From campaign funds, to foreign dollar inflows to investments and the like, the nation is flush.

It's no wonder banks, usually keen to hedge themselves against credit crunches at times of IPOs are now lending with abandon to would-be buyers of Safaricom.

Of course the CBK has been silent on this malaise just as it stood silently as gullible masses took their money to pyramid schemes last year.

It would help if once in a while the bank gave cogent and intellectually feasible guidance on our economy.

But one does not know what the so-called reserve bank holds as its philosophy.

Never mind that economic models that were thought to be sound in the West are craning over and the FED, the Bank of England, the ECB and the BoJ are all scratching their heads and offering differing solutions to the same problems.

At least there they acknowledge there is a problem. And by all indications, they are trying to get to the bottom of it.

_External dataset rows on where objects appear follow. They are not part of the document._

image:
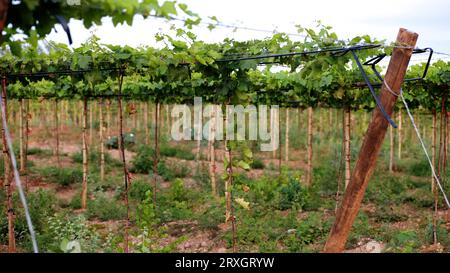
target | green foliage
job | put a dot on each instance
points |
(292, 194)
(169, 151)
(105, 209)
(62, 228)
(212, 216)
(94, 158)
(129, 140)
(143, 161)
(257, 164)
(404, 241)
(62, 176)
(138, 190)
(39, 151)
(41, 204)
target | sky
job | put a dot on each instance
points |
(380, 19)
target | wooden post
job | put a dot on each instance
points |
(8, 176)
(347, 136)
(371, 146)
(309, 173)
(102, 142)
(85, 157)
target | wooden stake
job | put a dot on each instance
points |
(85, 157)
(347, 155)
(212, 156)
(433, 146)
(22, 136)
(309, 172)
(371, 146)
(286, 137)
(102, 142)
(399, 135)
(56, 153)
(391, 149)
(8, 178)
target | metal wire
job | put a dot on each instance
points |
(17, 176)
(438, 182)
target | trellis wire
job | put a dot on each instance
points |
(438, 182)
(17, 176)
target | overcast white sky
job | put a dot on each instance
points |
(378, 18)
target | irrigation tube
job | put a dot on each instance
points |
(16, 173)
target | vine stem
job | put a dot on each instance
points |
(8, 178)
(85, 158)
(156, 159)
(124, 163)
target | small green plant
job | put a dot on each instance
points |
(257, 164)
(62, 176)
(143, 161)
(71, 234)
(405, 241)
(105, 209)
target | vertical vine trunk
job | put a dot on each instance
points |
(391, 149)
(155, 161)
(124, 163)
(22, 133)
(399, 134)
(347, 152)
(55, 117)
(85, 156)
(146, 127)
(108, 118)
(102, 142)
(8, 178)
(309, 172)
(229, 213)
(212, 151)
(286, 143)
(272, 121)
(433, 145)
(91, 128)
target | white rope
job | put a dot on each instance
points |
(438, 182)
(17, 176)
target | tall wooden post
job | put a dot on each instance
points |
(371, 146)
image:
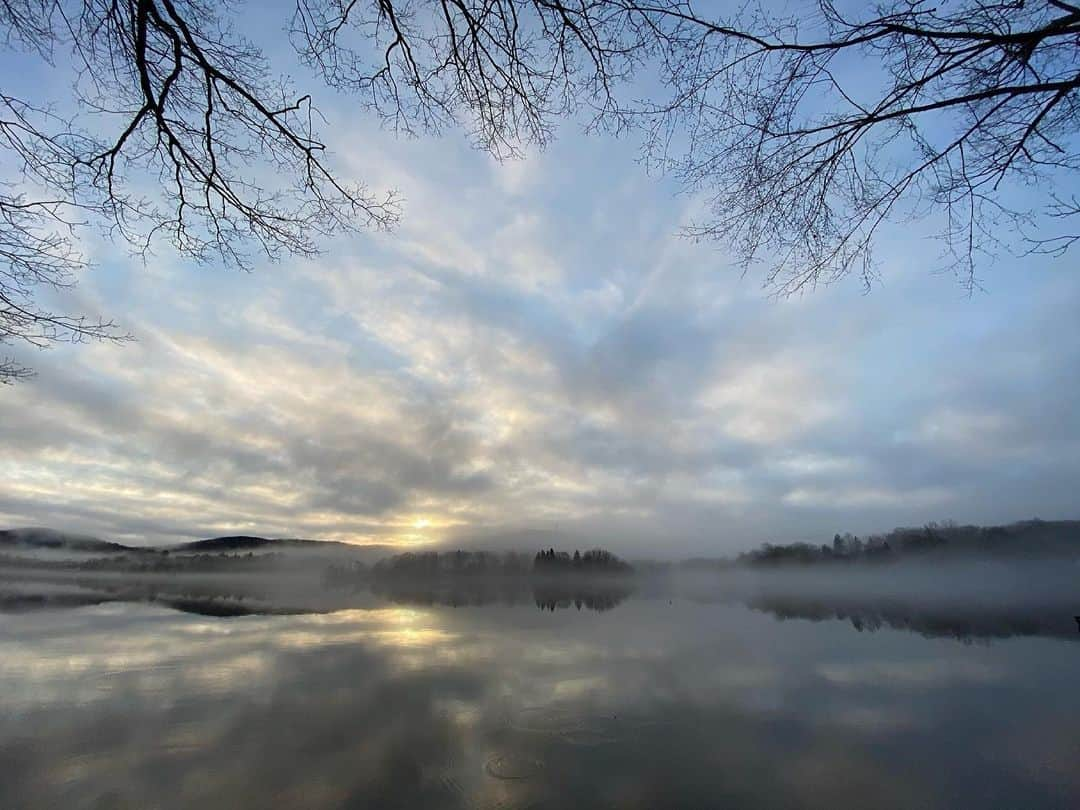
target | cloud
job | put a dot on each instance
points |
(537, 351)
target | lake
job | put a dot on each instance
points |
(642, 701)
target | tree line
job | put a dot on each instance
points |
(1025, 539)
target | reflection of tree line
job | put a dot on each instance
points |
(544, 594)
(962, 622)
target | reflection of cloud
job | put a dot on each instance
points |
(667, 705)
(905, 674)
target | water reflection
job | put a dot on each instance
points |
(658, 703)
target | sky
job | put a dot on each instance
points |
(535, 355)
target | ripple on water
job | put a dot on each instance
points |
(548, 720)
(588, 737)
(513, 766)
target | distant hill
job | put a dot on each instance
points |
(232, 542)
(32, 539)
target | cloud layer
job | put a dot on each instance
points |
(535, 350)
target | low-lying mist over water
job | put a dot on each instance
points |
(243, 672)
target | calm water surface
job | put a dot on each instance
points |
(653, 703)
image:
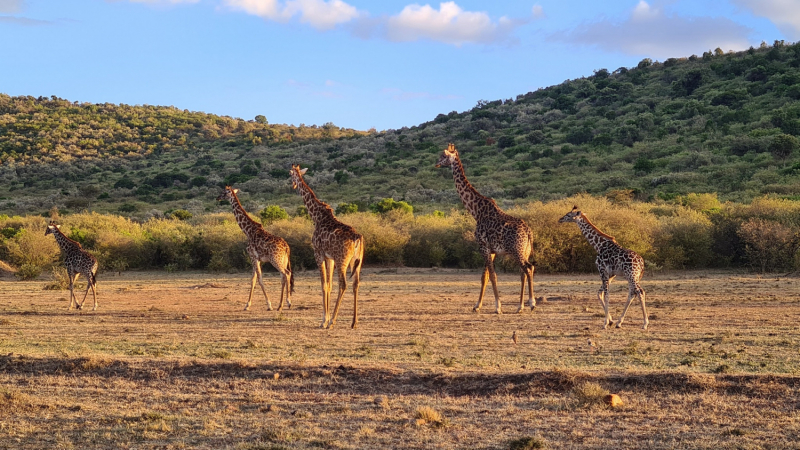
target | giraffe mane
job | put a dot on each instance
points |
(605, 235)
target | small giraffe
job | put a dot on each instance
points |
(497, 233)
(612, 260)
(78, 262)
(336, 245)
(262, 246)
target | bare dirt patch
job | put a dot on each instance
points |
(162, 366)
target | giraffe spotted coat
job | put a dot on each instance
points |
(262, 246)
(78, 262)
(336, 246)
(496, 232)
(612, 260)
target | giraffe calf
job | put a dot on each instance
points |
(78, 262)
(612, 260)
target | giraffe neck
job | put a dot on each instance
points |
(247, 224)
(319, 211)
(473, 201)
(67, 245)
(592, 234)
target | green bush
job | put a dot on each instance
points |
(272, 213)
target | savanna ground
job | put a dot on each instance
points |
(172, 361)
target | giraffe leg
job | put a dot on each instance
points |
(484, 278)
(356, 282)
(531, 298)
(86, 294)
(342, 288)
(73, 277)
(94, 293)
(284, 286)
(263, 289)
(641, 294)
(602, 295)
(493, 278)
(631, 294)
(523, 277)
(252, 285)
(72, 291)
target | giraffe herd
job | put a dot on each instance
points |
(338, 247)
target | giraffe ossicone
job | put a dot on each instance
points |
(496, 232)
(262, 246)
(336, 246)
(612, 260)
(78, 262)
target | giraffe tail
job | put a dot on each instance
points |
(359, 257)
(291, 277)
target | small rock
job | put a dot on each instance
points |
(613, 400)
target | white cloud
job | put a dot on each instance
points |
(449, 24)
(400, 95)
(11, 6)
(785, 14)
(24, 21)
(537, 11)
(650, 32)
(169, 2)
(320, 14)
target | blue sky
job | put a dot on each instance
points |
(359, 64)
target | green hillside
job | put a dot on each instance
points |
(724, 123)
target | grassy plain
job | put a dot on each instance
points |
(172, 361)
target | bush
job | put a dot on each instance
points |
(28, 272)
(272, 213)
(769, 245)
(180, 214)
(346, 208)
(390, 204)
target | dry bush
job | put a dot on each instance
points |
(425, 415)
(589, 394)
(527, 443)
(769, 245)
(384, 234)
(29, 248)
(438, 240)
(683, 240)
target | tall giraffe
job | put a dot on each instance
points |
(612, 260)
(78, 262)
(497, 233)
(262, 246)
(336, 245)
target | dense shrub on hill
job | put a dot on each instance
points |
(691, 232)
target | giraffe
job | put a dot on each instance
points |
(336, 245)
(262, 246)
(78, 262)
(612, 260)
(497, 233)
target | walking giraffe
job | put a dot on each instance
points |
(336, 245)
(612, 260)
(262, 246)
(78, 262)
(497, 233)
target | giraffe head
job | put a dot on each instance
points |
(449, 155)
(228, 195)
(572, 216)
(51, 228)
(297, 175)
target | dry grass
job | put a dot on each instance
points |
(172, 361)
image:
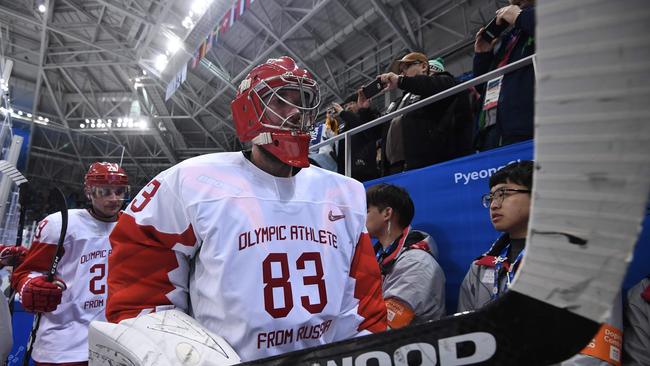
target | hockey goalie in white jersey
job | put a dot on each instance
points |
(257, 246)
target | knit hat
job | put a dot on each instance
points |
(437, 65)
(413, 57)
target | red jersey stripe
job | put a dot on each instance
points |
(145, 258)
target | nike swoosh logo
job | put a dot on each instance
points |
(333, 217)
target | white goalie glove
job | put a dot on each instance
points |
(163, 339)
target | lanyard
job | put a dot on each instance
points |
(510, 274)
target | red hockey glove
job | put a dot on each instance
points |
(12, 255)
(40, 296)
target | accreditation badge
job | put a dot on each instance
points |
(606, 345)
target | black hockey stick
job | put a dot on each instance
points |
(57, 199)
(499, 334)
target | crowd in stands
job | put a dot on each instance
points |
(412, 279)
(494, 114)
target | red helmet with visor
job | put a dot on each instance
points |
(275, 107)
(105, 178)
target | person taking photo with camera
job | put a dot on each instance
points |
(434, 133)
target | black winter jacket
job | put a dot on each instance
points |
(438, 132)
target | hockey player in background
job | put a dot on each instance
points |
(78, 294)
(257, 246)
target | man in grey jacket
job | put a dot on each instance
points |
(413, 282)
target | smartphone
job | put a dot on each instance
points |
(373, 88)
(493, 30)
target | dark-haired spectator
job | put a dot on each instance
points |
(507, 113)
(509, 204)
(356, 111)
(435, 133)
(636, 343)
(491, 274)
(413, 282)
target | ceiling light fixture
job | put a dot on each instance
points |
(173, 45)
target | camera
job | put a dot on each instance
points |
(493, 30)
(373, 88)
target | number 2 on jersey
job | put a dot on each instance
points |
(283, 283)
(99, 270)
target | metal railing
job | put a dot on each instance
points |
(424, 102)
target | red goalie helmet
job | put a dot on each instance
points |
(275, 107)
(103, 179)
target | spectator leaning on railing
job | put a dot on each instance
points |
(434, 133)
(507, 113)
(356, 111)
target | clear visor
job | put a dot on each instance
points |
(111, 192)
(292, 106)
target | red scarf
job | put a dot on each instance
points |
(646, 294)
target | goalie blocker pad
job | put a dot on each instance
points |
(514, 330)
(164, 338)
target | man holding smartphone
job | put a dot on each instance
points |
(434, 133)
(506, 115)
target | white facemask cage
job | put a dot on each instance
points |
(306, 111)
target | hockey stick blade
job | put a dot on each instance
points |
(498, 334)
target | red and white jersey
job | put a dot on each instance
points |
(271, 264)
(63, 334)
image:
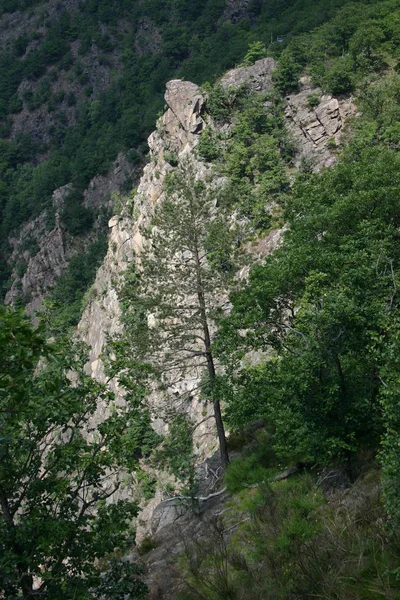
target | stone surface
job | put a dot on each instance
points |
(316, 130)
(178, 131)
(258, 76)
(53, 249)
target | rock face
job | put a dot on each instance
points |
(177, 132)
(318, 129)
(177, 135)
(258, 76)
(43, 254)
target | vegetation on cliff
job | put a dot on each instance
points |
(321, 314)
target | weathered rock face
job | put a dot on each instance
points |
(317, 130)
(178, 132)
(258, 76)
(41, 255)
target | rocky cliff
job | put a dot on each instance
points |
(177, 134)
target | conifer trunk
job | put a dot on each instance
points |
(223, 446)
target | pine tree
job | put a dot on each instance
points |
(173, 299)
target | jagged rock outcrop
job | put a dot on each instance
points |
(258, 76)
(176, 136)
(236, 10)
(318, 129)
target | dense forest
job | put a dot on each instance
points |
(314, 489)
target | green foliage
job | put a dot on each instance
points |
(66, 301)
(256, 51)
(254, 155)
(289, 542)
(55, 479)
(254, 467)
(176, 452)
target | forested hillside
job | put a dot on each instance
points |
(250, 293)
(83, 81)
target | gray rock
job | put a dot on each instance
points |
(258, 76)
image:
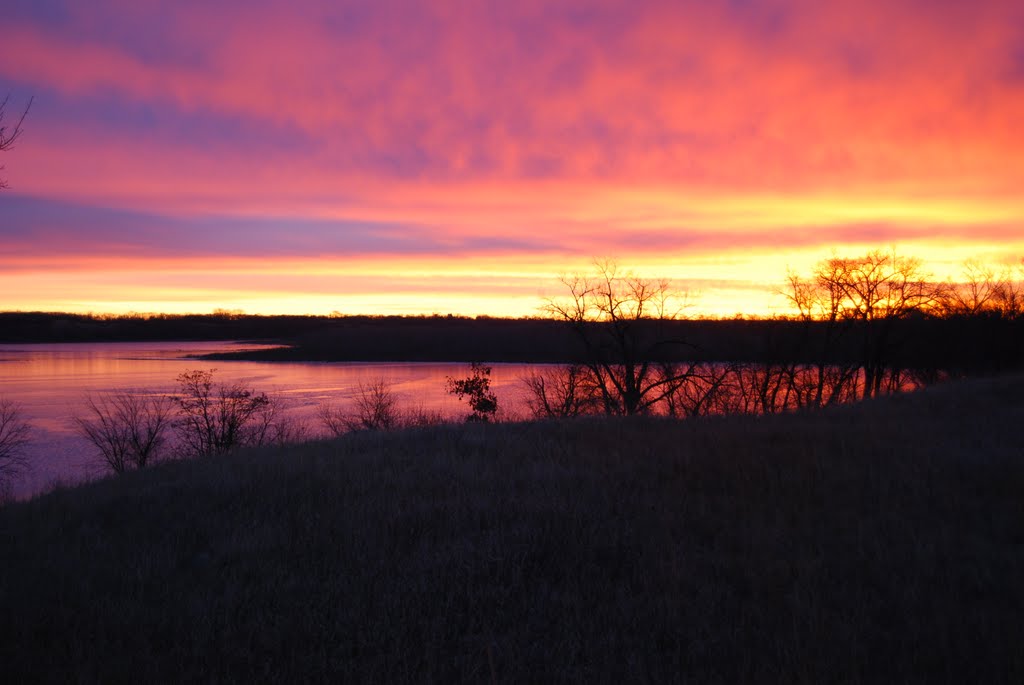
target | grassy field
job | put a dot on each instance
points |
(875, 543)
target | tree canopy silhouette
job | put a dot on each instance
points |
(9, 135)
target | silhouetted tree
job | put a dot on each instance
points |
(128, 428)
(375, 408)
(866, 294)
(7, 134)
(561, 392)
(218, 419)
(615, 315)
(14, 432)
(476, 389)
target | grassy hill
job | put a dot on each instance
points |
(880, 542)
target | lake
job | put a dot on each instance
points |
(51, 381)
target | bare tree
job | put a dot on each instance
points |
(561, 392)
(475, 388)
(218, 419)
(375, 408)
(9, 135)
(14, 431)
(616, 316)
(977, 293)
(865, 294)
(128, 428)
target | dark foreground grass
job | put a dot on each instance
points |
(879, 543)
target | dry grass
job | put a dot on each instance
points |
(881, 542)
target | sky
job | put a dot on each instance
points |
(459, 157)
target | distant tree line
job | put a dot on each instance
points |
(864, 326)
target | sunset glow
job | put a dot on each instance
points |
(402, 157)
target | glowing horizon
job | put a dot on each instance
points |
(329, 157)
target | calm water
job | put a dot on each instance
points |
(49, 381)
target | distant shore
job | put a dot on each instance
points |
(968, 344)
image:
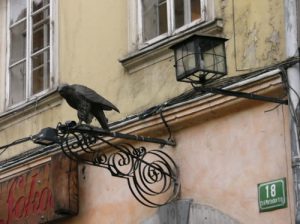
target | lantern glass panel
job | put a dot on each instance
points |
(214, 59)
(186, 61)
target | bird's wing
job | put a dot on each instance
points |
(94, 97)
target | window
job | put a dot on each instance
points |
(161, 18)
(29, 38)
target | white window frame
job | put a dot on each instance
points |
(171, 22)
(52, 52)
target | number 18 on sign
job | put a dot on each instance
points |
(272, 195)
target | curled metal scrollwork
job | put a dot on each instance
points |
(152, 176)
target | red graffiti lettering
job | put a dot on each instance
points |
(32, 202)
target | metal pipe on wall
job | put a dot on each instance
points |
(293, 77)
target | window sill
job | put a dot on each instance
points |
(29, 109)
(159, 51)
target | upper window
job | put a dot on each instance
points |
(29, 39)
(161, 18)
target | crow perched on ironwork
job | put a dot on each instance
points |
(87, 102)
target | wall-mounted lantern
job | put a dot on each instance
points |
(200, 59)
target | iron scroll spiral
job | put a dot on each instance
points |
(152, 176)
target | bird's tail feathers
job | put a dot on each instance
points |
(100, 116)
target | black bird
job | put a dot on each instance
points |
(87, 102)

At "BENKI KUU", no one is admitting there is a problem let alone giving signals of what they want to do.

It is immaterial that the so-called CBK market operations are notoriously unreliable as an intervention measure.

To begin with, the CBR unlike the religiously-watched US Fed rate has little if any impact on market players operations.

Secondly, it would seem odd for the CBK to begin mop-up operations when the country is desperate to maintain growth and high cost of credit certainly doesn't spur growth.

Third, Safaricom IPO might do that for the CBK by sucking up the liquidity in the market.

Fourth, government and humanitarian agencies spending on relief is likely to keep bloating liquidity.

Finally, unless CBK begins to admit that liquidity is as much a factor in this current inflation as the post-election chaos, it will keep providing explanations far into the future even as inflation approaches 25%.

PS: post-election disruption of production should only have affected ready produce in so far as the current consumer products are concerned and even then, those hiccups should have been overcome by now.


If the secondary effect, that is the disruption of the planting season thru - displacement, high fertiliser and diesel prices - has not yet been felt since the harvest season is still some months away, what will happen when that time comes?